Storage class memories, including flash, has been attracting much attention as promising candidates fitting into in today's enterprise storage systems. In particular, since the cost and performance characteristics of flash are inbetween those of DRAM and hard disks, it has been considered by many studies as an secondary caching layer underneath main memory cache. However, there has been a lack of studies of correlation and interdependency between DRAM and flash caching. This paper views this problem as a special form of multi-level caching, and tries to understand the benefits of this multi-level hybrid cache hierarchy. We reveal that significant costs could be saved by using Flash to reduce the size of DRAM cache, while maintaing the same performance. We also discuss design challenges of using flash in the caching hierarchy and present potential solutions.
Introduction
The past decade has witnessed significant advances in semi-conductor technologies and the emergence of various forms of storage class memory (SCM) such as NAND flash, magnetic RAM (MRAM), phase-change memory (PRAM), and Ferroelectric RAM (FeRAM). In particular, NAND flash memory has low unit price (in $/byte) due to its massive production. Therefore it has not only been a major storage media for mobile devices in recent years but also is becoming on the road to replace a certain portion of hard disks (HDD) currently used in desktop and server environments [12, 18] .
Researchers have also proposed using SCM to extend and complement traditional DRAM-based main memory in different ways: to compose hybrid main memory [15] , to form new virtual memory hierarchy [19] , and as secondary buffer caches [8, 14] . Among them, SCMbased caching is particularly important in I/O intensive environments, where enterprise storage servers are provisioned with large DRAM buffer caches to improve I/O throughput and response time. A secondary SCM caching layer can reduce the need for DRAM cache, saving hardware costs and energy, or supplying additional cache capacity.
When both DRAM and SCM caches are used in a storage server, a multi-level hybrid cache hierarchy is formed, as illustrated in Figure 1 . However, existing work has overlooked the coordinated management of DRAM and SCM caches in this hierarchy.
In fact, coordinated multi-level caching have been widely studied in distributed computing environments [3, 6, 22, 25, 24] . In this work we view the above problem as a special form of multi-level cache management, and revisit existing mechanisms based on the following unique characteristics of the DRAM-SCM-HDD hybrid storage hierarchy.
Firstly, in previously studied environments, multiple levels of caches are typically deployed in and managed by distributed computer systems connected with local or remote networks. SCM, on the other hand, often resides in the same node as, and has fast bus connection to, the main memory.
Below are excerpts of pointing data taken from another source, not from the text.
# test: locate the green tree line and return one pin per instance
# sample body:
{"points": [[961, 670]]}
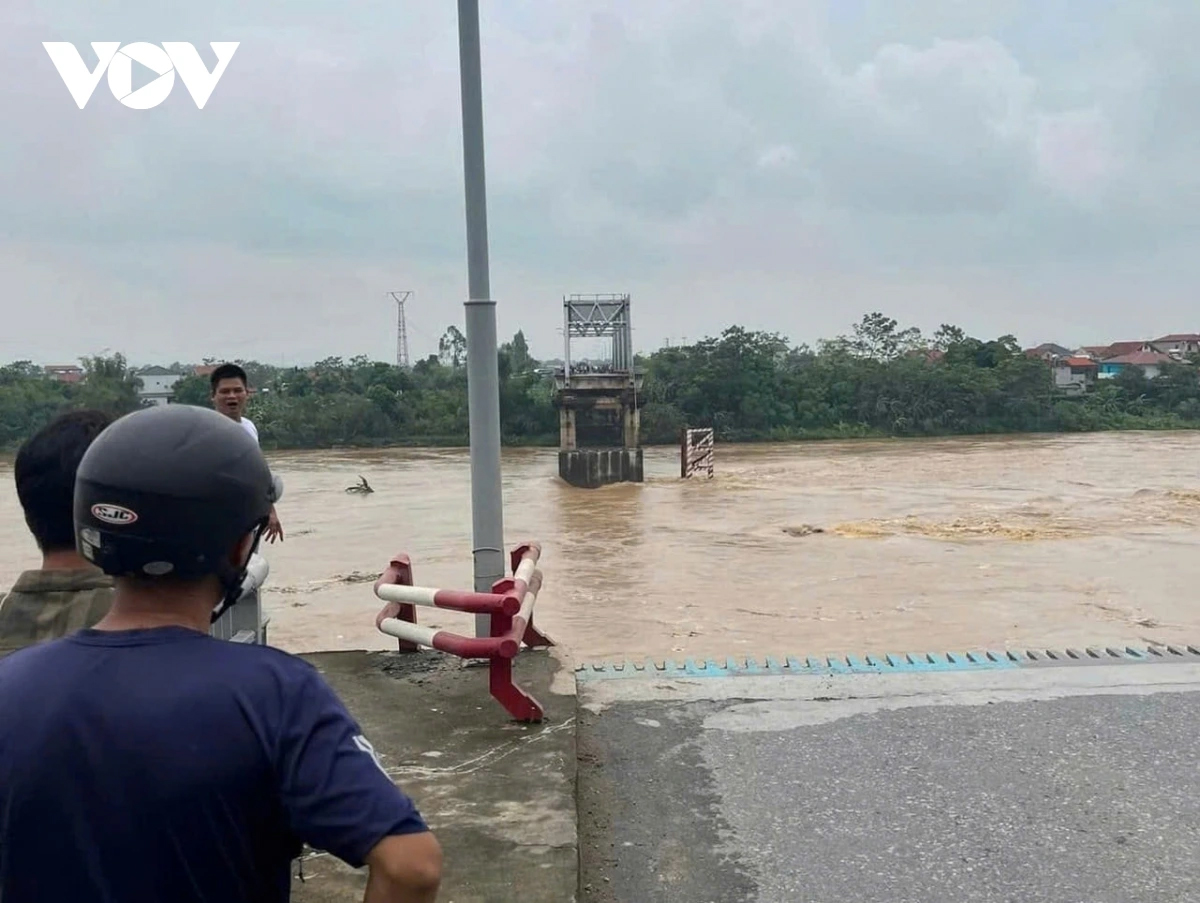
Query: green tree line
{"points": [[750, 386]]}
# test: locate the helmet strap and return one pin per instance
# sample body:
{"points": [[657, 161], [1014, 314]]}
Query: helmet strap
{"points": [[233, 580]]}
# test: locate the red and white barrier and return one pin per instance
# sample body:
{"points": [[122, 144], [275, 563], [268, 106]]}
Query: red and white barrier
{"points": [[510, 605]]}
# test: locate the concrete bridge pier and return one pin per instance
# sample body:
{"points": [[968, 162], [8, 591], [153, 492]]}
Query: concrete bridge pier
{"points": [[599, 417]]}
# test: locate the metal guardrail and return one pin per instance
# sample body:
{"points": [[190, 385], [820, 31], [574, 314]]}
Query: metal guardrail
{"points": [[510, 605]]}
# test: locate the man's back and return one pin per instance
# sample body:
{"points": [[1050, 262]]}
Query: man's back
{"points": [[47, 604], [166, 765]]}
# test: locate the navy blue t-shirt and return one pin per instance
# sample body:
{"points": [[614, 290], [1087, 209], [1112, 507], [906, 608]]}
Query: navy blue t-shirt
{"points": [[168, 766]]}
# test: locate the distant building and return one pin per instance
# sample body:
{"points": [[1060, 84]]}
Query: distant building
{"points": [[1149, 362], [156, 386], [1181, 344], [65, 372], [1074, 375], [1049, 352], [1119, 350]]}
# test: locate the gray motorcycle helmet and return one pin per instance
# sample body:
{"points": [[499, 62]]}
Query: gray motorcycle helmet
{"points": [[172, 490]]}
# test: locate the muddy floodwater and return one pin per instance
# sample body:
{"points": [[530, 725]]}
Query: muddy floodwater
{"points": [[795, 549]]}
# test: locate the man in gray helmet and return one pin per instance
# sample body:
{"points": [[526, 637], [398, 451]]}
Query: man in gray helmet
{"points": [[144, 760]]}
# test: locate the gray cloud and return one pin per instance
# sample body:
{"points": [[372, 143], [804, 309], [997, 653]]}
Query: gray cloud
{"points": [[789, 163]]}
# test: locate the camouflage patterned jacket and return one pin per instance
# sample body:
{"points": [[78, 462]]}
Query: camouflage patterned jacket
{"points": [[46, 604]]}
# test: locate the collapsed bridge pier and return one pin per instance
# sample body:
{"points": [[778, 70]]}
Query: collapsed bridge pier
{"points": [[599, 404]]}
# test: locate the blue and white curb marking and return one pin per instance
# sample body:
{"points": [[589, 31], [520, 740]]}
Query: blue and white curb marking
{"points": [[889, 663]]}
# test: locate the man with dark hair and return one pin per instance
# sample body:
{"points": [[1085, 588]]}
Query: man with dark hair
{"points": [[144, 760], [231, 394], [67, 592]]}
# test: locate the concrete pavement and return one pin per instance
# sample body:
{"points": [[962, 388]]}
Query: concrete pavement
{"points": [[990, 784], [498, 795]]}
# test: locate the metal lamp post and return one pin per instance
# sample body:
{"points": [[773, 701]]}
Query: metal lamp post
{"points": [[483, 371]]}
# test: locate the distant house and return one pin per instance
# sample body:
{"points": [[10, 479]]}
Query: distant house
{"points": [[1074, 375], [1179, 344], [156, 386], [1149, 362], [64, 372], [1049, 352], [1120, 348]]}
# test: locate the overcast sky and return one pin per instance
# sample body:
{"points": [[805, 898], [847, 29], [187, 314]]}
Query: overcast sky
{"points": [[1009, 166]]}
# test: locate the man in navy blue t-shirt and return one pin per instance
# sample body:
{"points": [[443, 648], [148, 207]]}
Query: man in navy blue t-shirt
{"points": [[145, 761]]}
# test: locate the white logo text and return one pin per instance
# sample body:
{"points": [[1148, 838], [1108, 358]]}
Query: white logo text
{"points": [[118, 60]]}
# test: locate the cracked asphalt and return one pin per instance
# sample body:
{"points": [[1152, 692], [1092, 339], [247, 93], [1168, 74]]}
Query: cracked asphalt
{"points": [[1063, 784]]}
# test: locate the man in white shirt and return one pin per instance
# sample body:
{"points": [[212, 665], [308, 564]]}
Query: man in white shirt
{"points": [[231, 395]]}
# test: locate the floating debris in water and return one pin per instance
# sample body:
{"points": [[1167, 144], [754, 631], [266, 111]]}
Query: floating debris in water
{"points": [[803, 530]]}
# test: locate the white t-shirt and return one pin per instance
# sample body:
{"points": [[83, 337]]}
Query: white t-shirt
{"points": [[249, 426]]}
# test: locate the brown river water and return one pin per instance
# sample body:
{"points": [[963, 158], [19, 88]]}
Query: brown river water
{"points": [[925, 545]]}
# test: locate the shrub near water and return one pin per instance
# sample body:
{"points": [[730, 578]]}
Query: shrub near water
{"points": [[750, 386]]}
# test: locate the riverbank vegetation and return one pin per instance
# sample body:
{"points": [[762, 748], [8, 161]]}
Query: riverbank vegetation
{"points": [[750, 386]]}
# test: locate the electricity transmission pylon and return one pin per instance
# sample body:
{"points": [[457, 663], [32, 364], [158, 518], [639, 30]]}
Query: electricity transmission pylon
{"points": [[401, 328]]}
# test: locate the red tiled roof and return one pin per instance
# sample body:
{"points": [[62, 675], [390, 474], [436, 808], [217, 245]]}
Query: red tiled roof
{"points": [[1125, 347], [1140, 358]]}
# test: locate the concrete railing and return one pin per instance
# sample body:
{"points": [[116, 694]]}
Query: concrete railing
{"points": [[509, 607]]}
Moreover, the low unit price of SCM, especially flash, determines that its cache space can be an order of magnitude larger than DRAM capacity. This is different than in distributed multi-level caches, where a lower level often have comparable or even smaller cache space than an upper level [3] .
Finally, as a storage media, SCM possesses the following unique characteristics:
(i) SCM's write is noticeably worse than the read counterpart. (ii) SCM becomes less reliable after many repeated write-erase cycles. Depending on the media type, some SCM devices also suffer from degraded performance during garbage collections, which are performed when insufficient free blocks are available. (iii) The nonvolatile property of SCM makes it an attractive option for buffering dirty data blocks longer.
Based on these observations, in this paper we make two major contributions.
• To understand the impact of multi-level hybrid caches, we analyze the amount of DRAM that each GB of SCM "saves" when used for demand paging, prefetching, and write buffering, respectively.
• To address the challenges of adopting this architecture, we propose several novel mechanisms as well as a number of design guidelines. Their purpose is to help the system approach the ideal saving mentioned above. For simplicity, the rest of our discussion will be based on flash. However, they can be extended to any type of SCM.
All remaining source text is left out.